In a March 19 column, Farah wrote: "All things being equal, I'd rather watch the Democrats destroy America for the next four years, holding out hope that a new kind of Republican leadership might arise to fight back in 2012." Farah repeated the assertion in a May 19 column, adding, "I said it, and I mean it." But as blogger David Neiwert has pointed out, that's pretty much the same view taken by ... white supremaists:
In any event, a pattern is already developing, ranging from the Klan fellows who promise that Obama will be shot to the white supremacists who are actually rooting for him to win because they're certain he will fail. We're hearing a lot of language from the racist and "Patriot" right indicating that they expect a Democratic president to enact policies (particularly regarding gun control) that will inspire "civil war." Which means they are looking for excuses to act out.

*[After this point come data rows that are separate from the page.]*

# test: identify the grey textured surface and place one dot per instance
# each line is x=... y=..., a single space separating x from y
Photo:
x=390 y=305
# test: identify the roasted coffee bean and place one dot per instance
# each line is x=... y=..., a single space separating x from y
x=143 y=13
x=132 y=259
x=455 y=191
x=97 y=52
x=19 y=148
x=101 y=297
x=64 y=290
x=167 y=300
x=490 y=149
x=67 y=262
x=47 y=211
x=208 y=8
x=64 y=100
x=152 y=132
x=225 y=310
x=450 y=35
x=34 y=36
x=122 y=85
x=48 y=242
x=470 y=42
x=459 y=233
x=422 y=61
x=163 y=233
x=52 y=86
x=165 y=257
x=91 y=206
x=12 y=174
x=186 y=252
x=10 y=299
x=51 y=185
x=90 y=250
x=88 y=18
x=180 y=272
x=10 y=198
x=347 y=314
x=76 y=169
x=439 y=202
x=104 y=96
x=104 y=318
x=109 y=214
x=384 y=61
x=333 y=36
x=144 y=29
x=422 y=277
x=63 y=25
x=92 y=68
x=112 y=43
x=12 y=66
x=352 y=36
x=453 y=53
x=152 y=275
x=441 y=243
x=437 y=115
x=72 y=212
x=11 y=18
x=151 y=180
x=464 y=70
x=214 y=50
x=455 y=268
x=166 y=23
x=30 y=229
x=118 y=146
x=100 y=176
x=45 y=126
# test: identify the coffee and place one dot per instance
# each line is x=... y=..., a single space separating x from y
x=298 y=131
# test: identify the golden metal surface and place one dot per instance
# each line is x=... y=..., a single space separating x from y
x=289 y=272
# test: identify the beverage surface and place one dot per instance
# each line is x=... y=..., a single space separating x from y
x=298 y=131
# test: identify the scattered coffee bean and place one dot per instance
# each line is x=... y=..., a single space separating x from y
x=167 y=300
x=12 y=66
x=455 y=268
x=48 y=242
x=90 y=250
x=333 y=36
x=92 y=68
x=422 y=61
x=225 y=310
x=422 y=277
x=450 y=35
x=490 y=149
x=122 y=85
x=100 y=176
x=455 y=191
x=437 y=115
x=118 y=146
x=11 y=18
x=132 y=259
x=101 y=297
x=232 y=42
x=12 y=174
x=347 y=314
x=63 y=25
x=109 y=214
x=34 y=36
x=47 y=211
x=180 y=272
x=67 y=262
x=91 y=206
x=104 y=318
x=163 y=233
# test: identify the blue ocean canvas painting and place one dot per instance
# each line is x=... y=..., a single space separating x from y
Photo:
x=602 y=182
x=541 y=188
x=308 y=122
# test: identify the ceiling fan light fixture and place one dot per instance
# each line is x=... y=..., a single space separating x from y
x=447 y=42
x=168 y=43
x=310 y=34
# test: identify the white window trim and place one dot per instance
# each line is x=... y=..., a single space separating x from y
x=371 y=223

As always with these folks, there's a lot of projection going on here. Because even if a President Obama follows only the most moderate of liberal agendas, the far right will look upon those policies as cause for "civil war." That was how they responded to Bill Clinton, after all -- a white male Southerner with generally conservative leanings. One can only imagine how a liberal black man from Illinois would fare.
Further, as the Southern Poverty Law Center's Mark Potok writes:
With the nomination of Barack Obama as the Democratic presidential candidate clinched, large sections of the white supremacist movement are adopting a surprising attitude: Electing America’s first black president would be a very good thing.
It’s not that the assortment of neo-Nazis, Klansmen, anti-Semites and others who make up this country’s radical right have suddenly discovered that a man should be judged based on the content of his character, not his skin. On the contrary. A growing number of white supremacists, and even some of those who pass for intellectual leaders of their movement, think that a black man in the Oval Office would shock white America, possibly drive millions to their cause, and perhaps even set off a race war that, they hope, would ultimately end in Aryan victory.
We're not suggesting that Farah shares the racist, hateful ideals as these white supremacists. But we do need to point out they represent the heritage of his ideals.